Abstract

We thank Dr Kerstin Baiker and Dr Kaspar Matiasek for their comments on our article. 2 We would like to focus on 3 important discussion points.
As they mentioned, the immune response in canine necrotizing meningoencephalitis (NME), necrotizing leukoencephalitis (NLE), and granulomatous meningoencephalomyelitis (GME) is very complicated. Despite their unique distribution patterns (NME, NLE, and GME), breed predispositions (NME and NLE), and histopathologic features, the populations of the inflammatory cells detected by immunohistochemical analysis are not significantly different among these canine central nervous system (CNS) disorders. We agree with their statements that further examinations will be needed to know the “real” etiologies of these diseases. Actually, we recently examined several cytokine levels within the fresh brain tissues from NME, NLE, and GME cases and found that these 3 diseases have quite different cytokine profiles. We therefore hope to publish the data and receive specific comments from researchers in this field.
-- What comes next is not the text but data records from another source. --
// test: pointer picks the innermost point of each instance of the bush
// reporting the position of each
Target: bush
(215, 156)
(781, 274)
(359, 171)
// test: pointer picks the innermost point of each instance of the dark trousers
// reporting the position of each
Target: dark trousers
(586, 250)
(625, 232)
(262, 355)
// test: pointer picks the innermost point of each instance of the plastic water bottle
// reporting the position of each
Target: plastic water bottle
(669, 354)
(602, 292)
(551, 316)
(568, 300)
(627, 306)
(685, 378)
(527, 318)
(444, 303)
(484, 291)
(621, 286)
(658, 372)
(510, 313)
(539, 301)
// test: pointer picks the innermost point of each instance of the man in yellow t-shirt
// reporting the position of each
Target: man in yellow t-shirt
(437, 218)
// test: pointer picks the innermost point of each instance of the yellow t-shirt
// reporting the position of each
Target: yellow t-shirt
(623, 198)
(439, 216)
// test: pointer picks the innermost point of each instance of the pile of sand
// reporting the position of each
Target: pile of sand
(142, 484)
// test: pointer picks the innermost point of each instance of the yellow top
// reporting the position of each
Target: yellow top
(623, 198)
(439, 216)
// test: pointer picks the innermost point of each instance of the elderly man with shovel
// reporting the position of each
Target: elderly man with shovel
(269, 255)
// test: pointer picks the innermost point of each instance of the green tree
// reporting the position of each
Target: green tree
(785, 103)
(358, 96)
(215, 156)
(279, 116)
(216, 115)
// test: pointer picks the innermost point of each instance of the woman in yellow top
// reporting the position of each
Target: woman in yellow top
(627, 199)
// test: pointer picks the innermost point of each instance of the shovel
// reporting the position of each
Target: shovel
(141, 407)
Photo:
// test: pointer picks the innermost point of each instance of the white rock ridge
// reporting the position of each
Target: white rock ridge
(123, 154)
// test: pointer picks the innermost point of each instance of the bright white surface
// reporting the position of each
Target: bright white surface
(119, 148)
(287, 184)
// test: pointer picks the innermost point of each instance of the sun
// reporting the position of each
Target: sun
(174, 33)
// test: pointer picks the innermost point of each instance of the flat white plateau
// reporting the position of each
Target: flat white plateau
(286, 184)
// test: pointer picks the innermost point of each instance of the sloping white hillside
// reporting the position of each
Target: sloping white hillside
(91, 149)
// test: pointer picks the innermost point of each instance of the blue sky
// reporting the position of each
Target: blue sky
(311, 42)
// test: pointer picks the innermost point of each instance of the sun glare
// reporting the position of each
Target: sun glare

Concerning the etiology of GME, we did not mean at all that the Borna virus infection might be associated with the canine disease, but some viral infections, such as canine distemper, have some possibility to act as a trigger of an irregular immune response.
A previous study on a canine CNS disease named subacute necrotizing encephalopathy, caused by combined respiratory chain defect mitochondrial transfer RNA mutations in Yorkshire Terriers, 1 was very interesting for us, although the relationship between the genetic changes and CNS lesions in the affected dogs might remain unclear. The clinical course, canine breed, and distribution of the lesions seemed to be in conformity with those of NLE in Yorkshire Terriers, described in our article and other previous reports.